For sorted input n = 10⁶:
| Sort | Time |
|---|---|
| Pdqsort | 5 ms |
| Vanilla Quick Sort (first as pivot) | 50 s ← O(n²) |
| Merge Sort | 90 ms |
| TimSort | 2 ms ← detects sortedness |
Cache and Memory¶
Quick Sort's secret weapon: cache locality. Each partition step accesses adjacent memory; subarrays often fit entirely in L1 cache. Compare to Merge Sort which copies into and out of an auxiliary buffer.

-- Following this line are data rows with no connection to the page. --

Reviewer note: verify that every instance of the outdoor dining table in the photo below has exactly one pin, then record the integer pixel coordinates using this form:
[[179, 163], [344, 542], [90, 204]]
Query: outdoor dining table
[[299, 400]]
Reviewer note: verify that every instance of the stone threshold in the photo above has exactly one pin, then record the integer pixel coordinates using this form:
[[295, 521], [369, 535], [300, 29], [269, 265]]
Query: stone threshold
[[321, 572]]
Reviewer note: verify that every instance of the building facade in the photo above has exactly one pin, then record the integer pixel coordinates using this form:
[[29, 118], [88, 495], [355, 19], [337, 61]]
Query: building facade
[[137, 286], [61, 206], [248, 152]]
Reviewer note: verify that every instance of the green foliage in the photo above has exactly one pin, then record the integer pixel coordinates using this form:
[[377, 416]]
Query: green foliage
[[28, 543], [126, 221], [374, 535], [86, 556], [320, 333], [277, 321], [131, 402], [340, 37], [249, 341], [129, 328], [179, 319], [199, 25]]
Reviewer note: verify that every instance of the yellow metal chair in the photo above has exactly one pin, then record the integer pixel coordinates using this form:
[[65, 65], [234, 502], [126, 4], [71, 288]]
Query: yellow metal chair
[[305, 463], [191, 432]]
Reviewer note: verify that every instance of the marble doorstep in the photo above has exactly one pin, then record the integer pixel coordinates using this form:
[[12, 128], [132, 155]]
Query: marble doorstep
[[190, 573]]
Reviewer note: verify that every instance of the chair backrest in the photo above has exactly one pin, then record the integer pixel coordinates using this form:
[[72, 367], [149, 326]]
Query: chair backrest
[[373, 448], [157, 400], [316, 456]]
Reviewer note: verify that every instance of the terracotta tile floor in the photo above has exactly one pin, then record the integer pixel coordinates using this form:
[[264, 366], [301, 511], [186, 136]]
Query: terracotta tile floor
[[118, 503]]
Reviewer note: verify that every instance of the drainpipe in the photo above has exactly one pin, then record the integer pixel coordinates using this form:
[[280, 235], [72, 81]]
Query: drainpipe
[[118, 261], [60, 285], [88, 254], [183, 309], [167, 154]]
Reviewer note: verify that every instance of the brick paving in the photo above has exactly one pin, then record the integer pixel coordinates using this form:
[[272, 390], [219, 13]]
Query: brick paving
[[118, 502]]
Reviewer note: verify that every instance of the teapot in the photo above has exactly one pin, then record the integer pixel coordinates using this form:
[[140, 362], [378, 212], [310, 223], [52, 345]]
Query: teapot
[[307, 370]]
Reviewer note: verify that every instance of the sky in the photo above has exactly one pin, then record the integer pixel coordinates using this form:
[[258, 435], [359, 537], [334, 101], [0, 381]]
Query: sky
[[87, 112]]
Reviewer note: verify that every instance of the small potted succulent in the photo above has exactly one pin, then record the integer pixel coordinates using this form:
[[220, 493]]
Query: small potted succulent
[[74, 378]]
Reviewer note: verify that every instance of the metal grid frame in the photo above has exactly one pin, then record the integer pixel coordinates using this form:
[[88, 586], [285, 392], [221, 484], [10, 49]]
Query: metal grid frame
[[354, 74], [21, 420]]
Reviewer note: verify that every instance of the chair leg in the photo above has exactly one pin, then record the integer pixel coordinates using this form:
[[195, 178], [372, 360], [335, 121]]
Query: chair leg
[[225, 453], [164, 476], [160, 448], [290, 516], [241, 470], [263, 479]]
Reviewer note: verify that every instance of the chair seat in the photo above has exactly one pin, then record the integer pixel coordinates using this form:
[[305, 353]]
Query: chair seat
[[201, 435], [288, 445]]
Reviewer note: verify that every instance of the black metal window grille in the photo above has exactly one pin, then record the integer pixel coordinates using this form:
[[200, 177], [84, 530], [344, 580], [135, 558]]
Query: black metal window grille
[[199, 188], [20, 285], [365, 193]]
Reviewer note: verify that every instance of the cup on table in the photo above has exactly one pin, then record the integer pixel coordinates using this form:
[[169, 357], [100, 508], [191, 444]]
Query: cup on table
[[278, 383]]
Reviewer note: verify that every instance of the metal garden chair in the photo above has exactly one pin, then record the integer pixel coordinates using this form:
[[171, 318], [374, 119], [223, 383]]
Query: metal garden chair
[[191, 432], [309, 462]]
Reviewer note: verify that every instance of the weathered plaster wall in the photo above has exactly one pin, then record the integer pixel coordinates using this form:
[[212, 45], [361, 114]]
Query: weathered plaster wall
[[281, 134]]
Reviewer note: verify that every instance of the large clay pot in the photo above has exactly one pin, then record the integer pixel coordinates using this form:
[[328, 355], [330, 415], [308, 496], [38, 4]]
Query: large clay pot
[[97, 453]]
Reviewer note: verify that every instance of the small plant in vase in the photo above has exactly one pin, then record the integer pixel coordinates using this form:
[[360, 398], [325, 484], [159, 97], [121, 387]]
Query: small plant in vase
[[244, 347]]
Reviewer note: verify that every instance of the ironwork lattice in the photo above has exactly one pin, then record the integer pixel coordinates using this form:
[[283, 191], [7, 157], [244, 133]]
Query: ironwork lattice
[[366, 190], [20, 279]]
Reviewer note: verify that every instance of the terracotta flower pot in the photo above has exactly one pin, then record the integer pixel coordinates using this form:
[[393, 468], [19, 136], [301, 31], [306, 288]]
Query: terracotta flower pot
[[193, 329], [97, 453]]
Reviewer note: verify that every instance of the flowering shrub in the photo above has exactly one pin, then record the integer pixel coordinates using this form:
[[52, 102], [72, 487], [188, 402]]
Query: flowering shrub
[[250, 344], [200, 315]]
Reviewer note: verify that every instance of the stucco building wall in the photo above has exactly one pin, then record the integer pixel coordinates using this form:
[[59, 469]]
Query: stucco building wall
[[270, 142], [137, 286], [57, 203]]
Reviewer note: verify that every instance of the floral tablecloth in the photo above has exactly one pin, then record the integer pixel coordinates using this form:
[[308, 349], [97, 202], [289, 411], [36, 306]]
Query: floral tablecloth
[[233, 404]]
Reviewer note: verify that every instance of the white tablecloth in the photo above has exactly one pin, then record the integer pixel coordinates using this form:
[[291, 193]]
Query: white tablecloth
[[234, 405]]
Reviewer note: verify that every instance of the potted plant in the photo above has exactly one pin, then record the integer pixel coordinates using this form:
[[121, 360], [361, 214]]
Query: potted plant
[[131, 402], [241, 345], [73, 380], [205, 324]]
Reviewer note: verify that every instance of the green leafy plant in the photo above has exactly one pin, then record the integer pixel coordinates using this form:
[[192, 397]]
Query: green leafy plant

Memory bandwidth comparison (n=10⁶, 8-byte ints):
| Sort | Memory Writes | Cache Misses |
|---|---|---|
| Quick Sort (in-place) | ~16 MB | O((n/B) log(n/M)) |
| Merge Sort | ~160 MB | O((n/B) log(n/M)) |
| Heap Sort | ~16 MB | O(n log n / B) ← bad |
Quick Sort has ~10× less memory write pressure than Merge Sort, despite same Big-O. This is why it dominates in-memory benchmarks.
Summary¶
At middle level, Quick Sort is understood as a family of partition-based divide-and-conquer sorts. Production variants — Pdqsort (Go, Rust), Dual-Pivot Quicksort (Java), Introsort (C++) — eliminate the O(n²) worst case via smart pivot selection, pattern detection, and Heap Sort fallback. 3-way partition handles duplicate-heavy inputs. Median-of-three pivot beats first/last on adversarial inputs. Insertion Sort cutoff at n ≤ 16 is the universal hybrid.
Two takeaways: 1. Never use first-element pivot in production — random or median-of-three. 2. For best-in-class performance: use your language's built-in. It's already Pdqsort/Dual-Pivot/Introsort, optimized for decades.